Almanaque de delirios y cosas muy importantes para la humanidad… de su autora.

El juego tiene tempo.

Tiene la hermosa habilidad de explicar la magia de las cosas.

Y yo lo miro en silencio, con el corazón tibio por las frases que saca cada tanto.

Quizá incomodo por no aportar a la conversación.

Puede ser el alcohol. Puede ser la noche en esa plaza.

Puede ser que estoy algo incómoda porque estoy aguantando las emociones para no confundir nuestro desenlace nocturno.

«El juego tiene tempo”, dice. Y me explica con pasión el porqué de ese amor ñoño que mantiene. 

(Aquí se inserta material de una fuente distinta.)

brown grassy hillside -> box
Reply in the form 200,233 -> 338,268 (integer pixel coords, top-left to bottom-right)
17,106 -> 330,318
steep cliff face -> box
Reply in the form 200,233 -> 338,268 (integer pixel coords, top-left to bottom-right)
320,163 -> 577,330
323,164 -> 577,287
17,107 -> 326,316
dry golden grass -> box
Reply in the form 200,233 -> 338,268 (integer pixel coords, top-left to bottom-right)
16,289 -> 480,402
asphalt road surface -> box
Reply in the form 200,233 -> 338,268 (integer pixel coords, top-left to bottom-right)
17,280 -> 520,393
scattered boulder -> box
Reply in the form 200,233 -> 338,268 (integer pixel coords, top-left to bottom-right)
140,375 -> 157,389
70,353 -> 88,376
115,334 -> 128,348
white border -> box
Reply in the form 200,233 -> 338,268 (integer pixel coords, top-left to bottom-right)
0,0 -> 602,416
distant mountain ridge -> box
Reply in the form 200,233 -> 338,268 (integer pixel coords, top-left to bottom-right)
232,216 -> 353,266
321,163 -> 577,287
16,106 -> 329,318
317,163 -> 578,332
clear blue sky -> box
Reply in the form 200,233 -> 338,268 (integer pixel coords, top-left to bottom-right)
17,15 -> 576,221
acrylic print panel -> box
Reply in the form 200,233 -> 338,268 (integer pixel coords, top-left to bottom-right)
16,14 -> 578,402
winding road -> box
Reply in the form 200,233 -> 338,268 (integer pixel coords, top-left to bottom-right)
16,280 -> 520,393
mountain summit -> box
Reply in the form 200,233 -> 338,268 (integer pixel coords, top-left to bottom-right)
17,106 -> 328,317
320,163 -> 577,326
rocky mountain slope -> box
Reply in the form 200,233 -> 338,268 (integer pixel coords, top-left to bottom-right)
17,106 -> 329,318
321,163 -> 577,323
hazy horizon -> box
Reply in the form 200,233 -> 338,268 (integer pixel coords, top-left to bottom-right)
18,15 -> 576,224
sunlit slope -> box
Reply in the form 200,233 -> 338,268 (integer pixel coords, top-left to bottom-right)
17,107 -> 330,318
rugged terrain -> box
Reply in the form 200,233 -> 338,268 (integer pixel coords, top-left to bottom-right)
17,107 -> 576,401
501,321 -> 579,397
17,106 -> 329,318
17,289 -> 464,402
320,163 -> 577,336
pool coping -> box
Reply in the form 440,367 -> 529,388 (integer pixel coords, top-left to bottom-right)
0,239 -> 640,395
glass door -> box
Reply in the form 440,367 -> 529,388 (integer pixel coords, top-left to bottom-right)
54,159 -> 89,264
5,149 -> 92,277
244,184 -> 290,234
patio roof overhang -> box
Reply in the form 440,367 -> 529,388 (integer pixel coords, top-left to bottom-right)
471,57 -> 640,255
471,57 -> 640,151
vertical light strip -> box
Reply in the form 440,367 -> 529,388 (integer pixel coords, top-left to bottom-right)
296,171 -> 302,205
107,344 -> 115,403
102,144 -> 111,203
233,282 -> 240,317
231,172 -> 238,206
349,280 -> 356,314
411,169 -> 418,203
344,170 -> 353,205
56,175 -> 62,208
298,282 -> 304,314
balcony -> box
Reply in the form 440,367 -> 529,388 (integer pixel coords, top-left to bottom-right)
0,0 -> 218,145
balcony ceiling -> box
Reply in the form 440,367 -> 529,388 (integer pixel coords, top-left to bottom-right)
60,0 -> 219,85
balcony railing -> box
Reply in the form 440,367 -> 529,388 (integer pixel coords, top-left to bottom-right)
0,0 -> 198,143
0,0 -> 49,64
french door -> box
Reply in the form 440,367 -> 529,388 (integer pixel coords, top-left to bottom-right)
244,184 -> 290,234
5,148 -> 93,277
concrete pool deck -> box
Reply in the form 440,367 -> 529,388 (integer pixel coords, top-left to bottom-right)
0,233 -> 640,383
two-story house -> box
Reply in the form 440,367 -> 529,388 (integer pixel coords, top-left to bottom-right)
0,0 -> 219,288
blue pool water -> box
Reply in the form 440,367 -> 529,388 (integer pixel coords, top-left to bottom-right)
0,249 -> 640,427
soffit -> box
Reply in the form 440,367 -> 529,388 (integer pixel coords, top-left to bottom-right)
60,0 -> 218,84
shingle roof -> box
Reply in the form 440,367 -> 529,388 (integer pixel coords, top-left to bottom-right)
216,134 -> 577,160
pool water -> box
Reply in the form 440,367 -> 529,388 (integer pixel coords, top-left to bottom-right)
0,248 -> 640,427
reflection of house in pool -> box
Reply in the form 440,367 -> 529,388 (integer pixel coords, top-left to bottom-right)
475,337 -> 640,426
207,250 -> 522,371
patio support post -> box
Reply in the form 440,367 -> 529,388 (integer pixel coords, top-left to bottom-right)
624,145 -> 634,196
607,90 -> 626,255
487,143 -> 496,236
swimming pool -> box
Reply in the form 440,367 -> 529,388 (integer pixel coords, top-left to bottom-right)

A veces el juego es rápido. Tiene un ritmo decidido para llegar hacia el final. Son decisiones no sólo estratégicas sino que musicales. Cuál es la canción de esa jugada. Cuál es la pulsión de las decisiones y qué notas van tocando los movimientos cuidadosamente pensados.

Pinta el relato como una composición musical.

Todos los juegos tienen eso. Los juegos en línea. Hay arte y cuidado. Puedes captar los partidos como un concierto donde cada jugador desempeña de manera autónoma una escala a su gusto. Una elección de notas distinta, la cadencia, el ritmo… y se eligen de manera lógica, de manera premeditada las jugadas. Y vas intentando que tu contrincante te lleve el paso. Estás luchando por ser quien guía el baile.

Y así estaba yo. Apreciando el tempo de esa extraña noche y siendo guiada no más.